# White buffering sand UK?



## LeeAberdeen (Sep 4, 2014)

Can anyone recommend a good pH-buffering sand which comes in white and is available in the UK? I can find either white with no buffering, or buffering that's not white...

Thanks for your help.


----------



## sumthinfishy (Jan 26, 2013)

but the white with no buffering. u can put a media bag of crushed coral in your filter to buffer if u want


----------



## LeeAberdeen (Sep 4, 2014)

Yes, crushed coral in the filter might be the best option, maybe with some limestone as decor. I've never done that before though, and have no idea how much to add in a 600-litre tank? With the sand, I know if I put 50-60 kilos in it will buffer it to a perfect 8.3. Job done.


----------



## sumthinfishy (Jan 26, 2013)

can i ask what type of stock will be in this tank?


----------



## LeeAberdeen (Sep 4, 2014)

There'll be Jacobfreibergi Eureka, Steveni Taiwan Reef, Aulonocara Sunset, OB Fire, Fryeri Blue Ice and a Red Top Hongi, a total of about 20.


----------



## sumthinfishy (Jan 26, 2013)

i have a mixed african tank roughly the same size as yours. i have pool filter sand for substrate (no buffering quality). i use a baking soda, salt (red sea aquarium salt), and epsom salt in all my african tanks. the baking soda helps with buffering along with a bag of crushed coral that i have in an hob fiter. i use a media bag with about 2 cups of crush coral in an ac 110. when doing water changes only replace the baking soda, salt, epsom mix for water that u physically took out. evaporeated water will leave these things behind. however, if u are buying these fish from lfs or local breeders then i wouldnt be to concerned about it anyway. most likely these fish have been bred and kept in commercial water. i would only be concerned if u had wild caught fish. malawi fish will generally adapt to most water parameters as long as introduced properly. malawi tend to be pretty hardy. i think itcomes down to consistancy. whatever your water parameters are its all about keeping it constant. the fluctuations is what will kill. the best way to keep constant is to not alter in the first place because water always wants to go back to its original state.


----------



## LeeAberdeen (Sep 4, 2014)

Yeah, I love the hardiness of the Malawis, especially after having discus (you just need to fart the wrong way with discus and they're off their food for a fortnight). These boys just get on with it, no trouble whatsoever, even in a mixed tank.

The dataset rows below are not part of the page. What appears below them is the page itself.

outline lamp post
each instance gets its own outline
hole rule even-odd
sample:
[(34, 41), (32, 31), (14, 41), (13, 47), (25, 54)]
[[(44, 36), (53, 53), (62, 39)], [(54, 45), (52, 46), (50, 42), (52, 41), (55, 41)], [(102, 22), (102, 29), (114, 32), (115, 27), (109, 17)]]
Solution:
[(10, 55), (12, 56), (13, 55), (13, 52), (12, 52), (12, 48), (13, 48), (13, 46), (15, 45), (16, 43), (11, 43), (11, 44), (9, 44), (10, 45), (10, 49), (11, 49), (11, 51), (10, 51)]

I already have the fish in my other tank, which I want to thin out a lot, so it's just a case of lifting them over. That tank's at pH 7.3 though, until I can change the substrate to a buffering one, so I'm hoping the shock won't be too bad on the ones I'm moving. Knowing their hardiness, though, I don't perceive any problems, so I'll just watch them closely.

Thanks for the tip, but I don't want to go down the same route as you with baking soda etc because I do A LOT of water changes (a habit from my discus days, but a good one), and can't be bothered with the hassle every time. If I get some buffering sand, it'll do all the work for me, although the initial cost is admittedly a bit hefty compared with your solution.


----------



## sumthinfishy (Jan 26, 2013)

in that case i would go with aragonite. its white, it buffers, and its expensive. remember though, buffering agents wont necessarily raise ph all that much. a buffer is designed to maintain the ph that already exists. therefore, any ph that u want that is different than what u get out of tap will still have to be changed and then maintained by buffer. for example. if your tap is 7.6 then its always going to try to go back to 7.6 regardless of what u add to raise it. to maintain anything other than that 7.6 requires a buffering agent to due so. if the tap is 7.6 and u want 8.6 then just adding buffering substrate wont do it. u will need to first add something to raise ph (like baking soda) and then your buffering substrate will maintain the 8.6.


----------



## LeeAberdeen (Sep 4, 2014)

Oh, right, thanks for the pointer, because that's not the way I understood it. The sands I'm looking at all "buffer automatically for the life of the aquarium", which could be taken to mean that it raises it for you and keeps it there. Still, adding baking soda just once wouldn't be much of a hassle.


----------



## sumthinfishy (Jan 26, 2013)

u will still have to add baking soda at each water change to compensate for the new water. if tank is 8.6 and u add 7.6 tap then it is going to cut the ph down. the buffer sand is designed to keep it constant between water changes, but u have to make new water same ph as existing to keep at 8.6. without buffer sand it would drop back doen to 7.6 in a couple days, but buffer will keep it constant until next water change whether it be two days or two weeks


----------



## LeeAberdeen (Sep 4, 2014)

I see. Bit of a hassle, that, when you change a lot of water. Thanks for putting me right.


----------